In New York this is a big word as in Coffee Klatsch, where a bunch of friends get together and dish. I would have never known it was spelt like that. I thought it was clatch, they are having a coffee clatch, sort of like a clutch of hens just said oddly. I was never sure it that was intentional or the accent. Either way, the idea was the same.
Klatsch is German and means fist, clutch is from the Scottish and means to hatch. Both are nouns. So while I got the meaning straight, which is just a time to talk and gossip while drinking coffee, I played some wild word games with its origin, but whose to say that the two didn’t work some magic in New Yawk? Dictionary.com claims it comes from the German and it seems circa 1953, and since in New York it is older than that, who knows as my family says they heard it before then.
SNL, Saturday Night Live, had a skit called Coffee Tawk, run by a male comic dressed up like a female tawking about kawfee and all those other tawky things — very New York Jewish. They were obviously going with a New Yawk Yiddish connection.
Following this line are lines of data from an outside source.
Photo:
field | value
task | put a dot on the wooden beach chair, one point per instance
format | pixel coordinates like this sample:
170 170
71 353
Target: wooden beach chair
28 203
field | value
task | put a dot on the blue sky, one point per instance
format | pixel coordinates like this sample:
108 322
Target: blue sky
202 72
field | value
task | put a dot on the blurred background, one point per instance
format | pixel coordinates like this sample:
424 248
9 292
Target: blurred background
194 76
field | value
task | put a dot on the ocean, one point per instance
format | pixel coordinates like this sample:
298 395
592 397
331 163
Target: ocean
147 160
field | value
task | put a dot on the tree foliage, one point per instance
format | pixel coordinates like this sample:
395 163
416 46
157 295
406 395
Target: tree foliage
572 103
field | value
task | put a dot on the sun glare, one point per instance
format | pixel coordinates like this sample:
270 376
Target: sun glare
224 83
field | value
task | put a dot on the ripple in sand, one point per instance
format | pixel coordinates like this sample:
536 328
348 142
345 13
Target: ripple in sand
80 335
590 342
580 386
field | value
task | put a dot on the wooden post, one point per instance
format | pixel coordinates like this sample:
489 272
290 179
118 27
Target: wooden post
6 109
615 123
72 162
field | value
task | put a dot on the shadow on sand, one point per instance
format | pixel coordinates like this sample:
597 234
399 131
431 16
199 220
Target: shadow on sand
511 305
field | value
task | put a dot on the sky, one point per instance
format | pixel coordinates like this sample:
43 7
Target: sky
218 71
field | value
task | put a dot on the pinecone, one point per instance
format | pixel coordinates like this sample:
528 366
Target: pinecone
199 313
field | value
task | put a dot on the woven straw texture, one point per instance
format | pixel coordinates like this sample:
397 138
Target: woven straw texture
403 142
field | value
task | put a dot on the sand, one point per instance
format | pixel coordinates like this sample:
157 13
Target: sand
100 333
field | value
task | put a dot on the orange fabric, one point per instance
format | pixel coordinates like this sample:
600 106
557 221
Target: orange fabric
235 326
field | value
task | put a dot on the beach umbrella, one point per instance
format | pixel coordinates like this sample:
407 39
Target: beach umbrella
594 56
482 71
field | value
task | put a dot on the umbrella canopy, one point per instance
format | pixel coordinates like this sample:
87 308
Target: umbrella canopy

I had to admit the skit was funny but Yiddish is the ultimate bastard tongue, with lots of fathers but only one drunken mother.
klatsch — 1953, from Ger., “gossip,” which is said in Ger. sources to be onomatopoeic (cf. klatschen “clap hands,” klatsch “a single clap of the hands”).
klatsch \KLAHCH\, noun:
A casual gathering of people, esp. for refreshments and informal conversation.
This morning, in order to finish a set of essays in time to hand them back and discuss them in his eleven o’clock class, he had to resist his desire to be part of the klatsch.
— John Wheatcroft, The Beholder’s Eye
I guess the boys at the conspiracy klatsch couldn’t figure how else a woman could afford a car like mine.”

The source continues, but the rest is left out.